The second field in a game string needs to be a number.

 The home score field in array element X needs to be a number.

The fourth field in a game string needs to be a number.

 The number of teams in this data set is exceptionally large.

Happens if you pass more than 1000 teams to this method.

 The number of games in this data set is exceptionally large.
 

Happens if you pass more than 1,000,000 games to this method.

CONFIGURATION AND ENVIRONMENT

No specific issues to note.

DEPENDENCIES

To build, Test::More. The modules List::Util and Carp are needed to build and to run this code.

INCOMPATIBILITIES

None known at this time.

AUTHOR

David Myers, <dwm042 at email.com>

REFERENCES

  algorithm: L<http://www.pro-football-reference.com/blog/?p=37>
  original Perl implementation: L<http://wp.me/p1m41i-8p>
  Pythagorean formula: L<http://en.wikipedia.org/wiki/Pythagorean_expectation>

BUGS AND LIMITATIONS

No known bugs at this time.

Please report any bugs or feature requests to bug-sport-analytics-simpleranking at rt.cpan.org, or through the web interface at http://rt.cpan.org/NoAuth/ReportBug.html?Queue=Sport-Analytics-SimpleRanking. I will be notified, and then you'll automatically be notified of progress on your bug as I make changes.

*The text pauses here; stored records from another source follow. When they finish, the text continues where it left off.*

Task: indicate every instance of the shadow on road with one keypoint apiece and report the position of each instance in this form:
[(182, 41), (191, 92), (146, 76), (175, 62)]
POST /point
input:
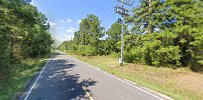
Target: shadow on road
[(58, 82)]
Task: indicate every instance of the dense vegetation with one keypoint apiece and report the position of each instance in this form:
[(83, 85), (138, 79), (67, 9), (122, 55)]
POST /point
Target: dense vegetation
[(24, 33), (163, 33)]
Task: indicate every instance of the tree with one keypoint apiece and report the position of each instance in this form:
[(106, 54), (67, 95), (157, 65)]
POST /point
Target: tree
[(188, 24), (147, 17)]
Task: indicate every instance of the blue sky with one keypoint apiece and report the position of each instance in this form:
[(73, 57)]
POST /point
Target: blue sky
[(65, 15)]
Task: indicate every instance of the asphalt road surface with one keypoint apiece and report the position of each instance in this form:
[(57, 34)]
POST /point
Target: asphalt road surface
[(66, 78)]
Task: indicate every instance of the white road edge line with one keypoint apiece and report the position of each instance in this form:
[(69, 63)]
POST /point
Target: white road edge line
[(129, 83), (37, 80)]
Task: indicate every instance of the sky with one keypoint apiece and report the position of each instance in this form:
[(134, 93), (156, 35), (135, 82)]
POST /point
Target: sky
[(64, 16)]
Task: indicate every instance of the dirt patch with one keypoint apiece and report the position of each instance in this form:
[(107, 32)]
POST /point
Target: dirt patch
[(191, 81)]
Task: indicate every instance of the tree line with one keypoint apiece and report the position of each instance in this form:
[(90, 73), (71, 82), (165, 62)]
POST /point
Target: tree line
[(163, 33), (24, 33)]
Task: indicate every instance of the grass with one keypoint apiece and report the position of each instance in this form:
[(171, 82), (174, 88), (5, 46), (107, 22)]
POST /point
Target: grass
[(15, 83), (164, 80)]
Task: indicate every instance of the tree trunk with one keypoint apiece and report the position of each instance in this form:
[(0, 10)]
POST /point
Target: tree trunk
[(149, 27)]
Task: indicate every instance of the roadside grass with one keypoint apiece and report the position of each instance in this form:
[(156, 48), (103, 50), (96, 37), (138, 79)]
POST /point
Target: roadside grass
[(19, 76), (160, 79)]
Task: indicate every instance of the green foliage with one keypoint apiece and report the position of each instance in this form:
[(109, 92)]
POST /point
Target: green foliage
[(23, 33), (154, 50), (163, 33)]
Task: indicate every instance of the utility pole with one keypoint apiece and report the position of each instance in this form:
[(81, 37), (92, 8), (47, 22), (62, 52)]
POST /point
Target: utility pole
[(123, 12)]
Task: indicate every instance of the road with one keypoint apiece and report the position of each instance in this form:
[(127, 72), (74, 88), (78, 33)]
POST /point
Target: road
[(66, 78)]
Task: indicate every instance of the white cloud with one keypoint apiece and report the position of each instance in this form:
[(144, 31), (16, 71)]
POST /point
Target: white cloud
[(79, 21), (52, 24), (61, 21), (70, 30), (67, 21)]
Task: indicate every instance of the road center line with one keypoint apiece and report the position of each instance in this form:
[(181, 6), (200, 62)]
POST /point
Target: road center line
[(129, 83), (88, 94)]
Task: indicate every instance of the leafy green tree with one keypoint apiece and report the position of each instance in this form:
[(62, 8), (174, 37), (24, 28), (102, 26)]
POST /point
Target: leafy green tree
[(147, 17), (188, 24)]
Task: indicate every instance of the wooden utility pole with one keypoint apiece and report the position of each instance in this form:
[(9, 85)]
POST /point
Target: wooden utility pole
[(123, 12), (149, 27)]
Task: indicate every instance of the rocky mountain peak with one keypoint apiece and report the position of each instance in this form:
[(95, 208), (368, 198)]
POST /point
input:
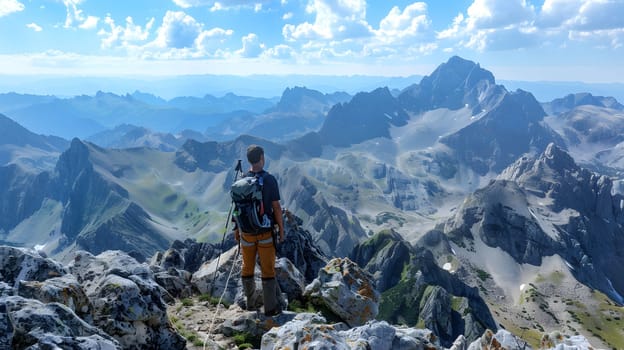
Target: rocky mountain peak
[(557, 158), (73, 161), (571, 101), (453, 85), (366, 116)]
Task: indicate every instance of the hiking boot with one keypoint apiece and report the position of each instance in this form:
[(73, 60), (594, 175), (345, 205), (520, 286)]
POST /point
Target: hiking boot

The algorithm requires at least two teams, and at least two games per team to calculate a simple ranking. If you have N teams, a minimum of N games are required in order to do the simple ranking calculation. It could be more, depending on who has played whom.

SUPPORT

You can find documentation for this module with the perldoc command.

    perldoc Sport::Analytics::SimpleRanking

You can also look for information at:

ACKNOWLEDGEMENTS

To Doug Drinen, who manages the Pro Football Reference site, and who has published and promoted the use of the simple rankings system. To GrandFather at Perl Monks, who suggested many improvements in the design of the first versions of this module.

LICENSE AND COPYRIGHT

Copyright (c) 2011 David Myers, <dwm042 at email.com>. All rights reserved.

This program is free software; you can redistribute it and/or modify it under the terms of either: the GNU General Public License as published by the Free Software Foundation; or the Artistic License.

See http://dev.perl.org/licenses/ for more information.

Disclaimer

To the maximum extent permitted by applicable law, the author of this module disclaims all warranties, either express or implied, including but not limited to implied warranties of merchantability and fitness for a particular purpose, with regard to the software and the accompanying documentation.